Should Trump get the Republican nomination—and right now he is the frontrunner—the Republican Party will have nominated for the presidency a man a jury found liable for sexual assault and defamation, and against whose followers a judge had to warn a jury to take precautions.
It’s not a great look.
Also today, Mark Morales, Evan Perez, and Gregory Krieg of CNN reported that federal prosecutors have filed criminal charges against Representative George Santos (R-NY), famous for the lies he told in his 2022 campaign for election. The charges are sealed, but we should learn more soon: Santos is expected in court as soon as tomorrow.
His troubles complicate matters for McCarthy, who badly needs Santos’s vote to hold his slim majority. If Santos has to resign, it seems likely that angry voters in Santos’s district will turn back to a Democratic representative. There is nothing in the House rules that prevent Santos from participating in debates and votes while under indictment. Indeed, he could continue to serve even after a conviction, but McCarthy told the CNN reporters that anyone found guilty of a crime should resign.
Prof. Richardson, I especially appreciate your explanation of the status of the debt ceiling. Thank you for clarifying. I understand that Pres. Biden can invoke the 14th Amendment, but he didn't necessarily want to, and now I understand why...litigation. As for the double whammy that came on Tuesday, E. Jean Carroll's victory and the DOJ indictment of Santos, it was a good day for justice. Thank you for your work.

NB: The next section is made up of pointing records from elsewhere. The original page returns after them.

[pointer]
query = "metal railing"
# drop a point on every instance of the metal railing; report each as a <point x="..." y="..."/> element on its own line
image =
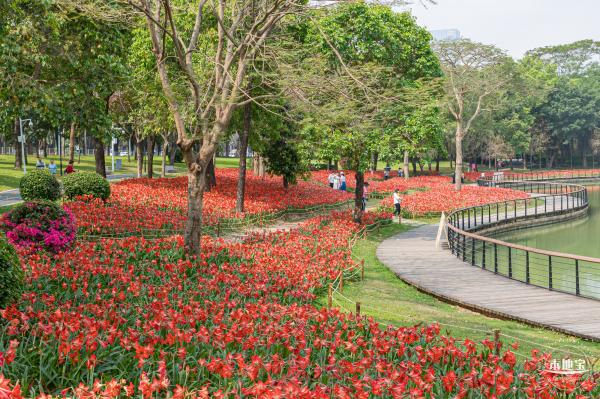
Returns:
<point x="573" y="274"/>
<point x="542" y="176"/>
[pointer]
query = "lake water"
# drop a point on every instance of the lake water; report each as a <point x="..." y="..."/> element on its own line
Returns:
<point x="580" y="237"/>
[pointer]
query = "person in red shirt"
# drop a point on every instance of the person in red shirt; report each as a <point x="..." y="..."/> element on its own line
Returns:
<point x="70" y="168"/>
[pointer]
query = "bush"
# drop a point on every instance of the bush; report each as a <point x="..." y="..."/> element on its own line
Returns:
<point x="39" y="225"/>
<point x="86" y="183"/>
<point x="39" y="184"/>
<point x="11" y="274"/>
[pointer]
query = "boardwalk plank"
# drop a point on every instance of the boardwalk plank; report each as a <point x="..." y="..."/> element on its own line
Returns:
<point x="413" y="257"/>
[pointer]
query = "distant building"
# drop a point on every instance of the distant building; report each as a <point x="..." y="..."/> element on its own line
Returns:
<point x="445" y="34"/>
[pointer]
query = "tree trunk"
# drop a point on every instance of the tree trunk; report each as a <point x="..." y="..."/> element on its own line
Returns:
<point x="261" y="166"/>
<point x="405" y="166"/>
<point x="150" y="141"/>
<point x="99" y="157"/>
<point x="255" y="162"/>
<point x="375" y="160"/>
<point x="72" y="143"/>
<point x="458" y="167"/>
<point x="18" y="153"/>
<point x="173" y="151"/>
<point x="193" y="227"/>
<point x="358" y="194"/>
<point x="139" y="151"/>
<point x="211" y="177"/>
<point x="241" y="188"/>
<point x="163" y="172"/>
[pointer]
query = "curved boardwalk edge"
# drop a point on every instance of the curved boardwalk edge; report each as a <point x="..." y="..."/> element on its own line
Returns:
<point x="412" y="256"/>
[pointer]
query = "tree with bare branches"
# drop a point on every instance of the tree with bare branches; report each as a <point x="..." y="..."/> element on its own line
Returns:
<point x="212" y="56"/>
<point x="473" y="73"/>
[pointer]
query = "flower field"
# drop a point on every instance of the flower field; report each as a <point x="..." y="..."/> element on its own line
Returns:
<point x="377" y="184"/>
<point x="152" y="205"/>
<point x="137" y="318"/>
<point x="443" y="198"/>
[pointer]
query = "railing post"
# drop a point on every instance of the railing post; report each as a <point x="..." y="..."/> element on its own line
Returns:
<point x="509" y="262"/>
<point x="495" y="258"/>
<point x="577" y="292"/>
<point x="527" y="276"/>
<point x="550" y="272"/>
<point x="483" y="254"/>
<point x="469" y="217"/>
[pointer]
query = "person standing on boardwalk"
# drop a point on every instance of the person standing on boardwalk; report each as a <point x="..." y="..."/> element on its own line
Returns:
<point x="40" y="164"/>
<point x="330" y="179"/>
<point x="342" y="181"/>
<point x="70" y="168"/>
<point x="365" y="196"/>
<point x="336" y="182"/>
<point x="397" y="202"/>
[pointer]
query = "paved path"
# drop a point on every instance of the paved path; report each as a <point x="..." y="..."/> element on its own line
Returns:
<point x="10" y="197"/>
<point x="413" y="257"/>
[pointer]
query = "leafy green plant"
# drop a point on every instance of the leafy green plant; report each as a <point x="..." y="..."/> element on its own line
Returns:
<point x="39" y="184"/>
<point x="86" y="183"/>
<point x="11" y="274"/>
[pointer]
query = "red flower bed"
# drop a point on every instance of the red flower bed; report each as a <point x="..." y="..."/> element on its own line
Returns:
<point x="445" y="198"/>
<point x="160" y="204"/>
<point x="132" y="317"/>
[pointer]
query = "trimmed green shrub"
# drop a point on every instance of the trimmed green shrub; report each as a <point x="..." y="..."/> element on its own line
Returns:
<point x="86" y="183"/>
<point x="39" y="184"/>
<point x="11" y="274"/>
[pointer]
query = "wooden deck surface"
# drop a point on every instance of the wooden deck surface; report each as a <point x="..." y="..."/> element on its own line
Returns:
<point x="413" y="257"/>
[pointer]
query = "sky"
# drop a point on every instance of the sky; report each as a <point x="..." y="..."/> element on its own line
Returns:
<point x="514" y="25"/>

A good day and watch number 45 double down on everything and become more extreme. E. Jean Carroll may ( some might not like this comparison but only see this as a metaphor) be the Rosa Parks of Democracy by having the courage to stand up to the perpetual personal threats by the MAGA crowd for her actions to expose the truth on a man who would take down our Democracy for his personal gain. Thanks Heather!